Ketentuan ini diatur dalam UU 33/2014 tentang Jaminan Produk Halal (JPH). Aturan wajib bersertifikasi halal efektif berlaku pada 17 Oktober 2019 mendatang atau 5 tahun setelah UU 33/2014 diundangkan sebagaimana diatur pada pasal 67 ayat 1.

Lalu bagaimana alur untuk mendapatkan sertifikat halal?

Hal ini sudah diatur pada Bab V UU 33/2014 tentang Tata Cara Memperoleh Sertifikat Halal.

Merujuk pada pasal 29 ayat 1, pertama, disebutkan bahwa pelaku usaha mengajukan permohonan sertifikat halal secara tertulis kepada Badan Penyelenggara Jaminan Produk Halal (BPJPH). BPJPH merupakan badan yang dibentuk oleh pemerintah untuk menyelenggarakan JPH.

Permohonan sertifikat halal harus dilengkapi dengan dokumen, di antaranya, data pelaku usaha, nama dan jenis produk, daftar produk dan bahan yang digunakan, dan proses pengolahan produk.

Setelah itu dipenuhi, BPJPH akan menetapkan Lembaga Pemeriksa Halal (LPH) untuk melakukan pemeriksaan dan/atau pengujian kehalalan produk. Penetapan LPH dilakukan dalam jangka waktu paling lama 5 hari kerja terhitung sejak dokumen permohonan dinyatakan lengkap.
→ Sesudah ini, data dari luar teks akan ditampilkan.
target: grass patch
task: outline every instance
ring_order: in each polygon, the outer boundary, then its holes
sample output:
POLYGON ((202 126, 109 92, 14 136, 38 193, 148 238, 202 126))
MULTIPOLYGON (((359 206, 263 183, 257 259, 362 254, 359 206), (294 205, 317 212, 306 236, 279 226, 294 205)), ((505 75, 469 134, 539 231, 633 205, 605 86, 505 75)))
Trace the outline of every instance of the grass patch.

Nah, LPH ini bisa didirikan oleh pemerintah dan masyarakat. Dalam PP 31/2019 tentang Peraturan Pelaksanaan UU 33/2014, syarat pendirian LPH sudah diatur pada pasal 33.



BERLANJUT KE HAL 2 >>>>

Syarat-syarat itu di antaranya, memiliki kantor sendiri dan perlengkapannya, memiliki akreditasi dari BPJPH, memiliki auditor halal minimal 3 orang dan memiliki laboratorium.

Kembali ke UU 33/2014, setelah LPH melakukan pemeriksaan dan/atau pengujian kehalalan produk, LPH menyerahkan hasil pemeriksaan kepada BPJPH. Kemudian, BPJPH menyampaikan hasil tersebut kepada MUI untuk memperoleh penetapan kehalalan produk.
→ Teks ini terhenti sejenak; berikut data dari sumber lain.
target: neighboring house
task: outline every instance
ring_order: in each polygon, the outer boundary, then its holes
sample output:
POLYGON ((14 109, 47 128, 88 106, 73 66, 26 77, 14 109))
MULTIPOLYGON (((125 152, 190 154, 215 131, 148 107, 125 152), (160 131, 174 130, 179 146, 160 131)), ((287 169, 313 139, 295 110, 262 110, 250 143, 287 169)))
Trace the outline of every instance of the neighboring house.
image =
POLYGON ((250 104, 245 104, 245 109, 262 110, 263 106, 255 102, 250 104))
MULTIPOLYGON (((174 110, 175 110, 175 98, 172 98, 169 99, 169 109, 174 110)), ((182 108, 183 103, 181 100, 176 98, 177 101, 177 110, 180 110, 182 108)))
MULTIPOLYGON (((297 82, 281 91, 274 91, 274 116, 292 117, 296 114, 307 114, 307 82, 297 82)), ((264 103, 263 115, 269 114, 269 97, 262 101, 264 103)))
Penetapan kehalalan produk menjadi wewenang MUI. Untuk sampai pada penetapan, terlebih dahulu dilakukan Sidang Fatwa Halal sebagaimana disebut pada pasal 33 ayat 2 UU 33/2014.

Sidang Fatwa Halal memutuskan kehalalan produk paling lama 30 hari kerja sejak MUI menerima hasil pemeriksaan dan/atau pengujian produk dari BPJPH. Keputusan penetapan halal produk kemudian ditandatangani oleh MUI dan selanjutnya disampaikan kepada BPJPH untuk menjadi dasar penerbitan sertifikat halal.

Namun, jika Sidang Fatwa Halal menyatakan produk tidak halal, maka BPJPH mengembalikan permohonan sertifikat halal kepada pelaku usaha disertai dengan alasan.

Bagi pelaku usaha yang telah mendapat sertifikat halal, dia wajib mencantumkan label halal pada kemasan produk, bagian tertentu dari produk dan/atau tempat tertentu pada produk.

Pencantuman label halal harus mudah dilihat dan dibaca serta tidak mudah dihapus, dilepas, dan dirusak. BPJPH menetapkan bentuk label halal yang berlaku nasional. Ketentuan lebih lanjut diatur dalam peraturan Menteri Agama.

Sementara, pelaku usaha yang memproduksi produk dari bahan yang berasal dari bahan yang diharamkan dikecualikan dari mengajukan permohonan sertifikat halal.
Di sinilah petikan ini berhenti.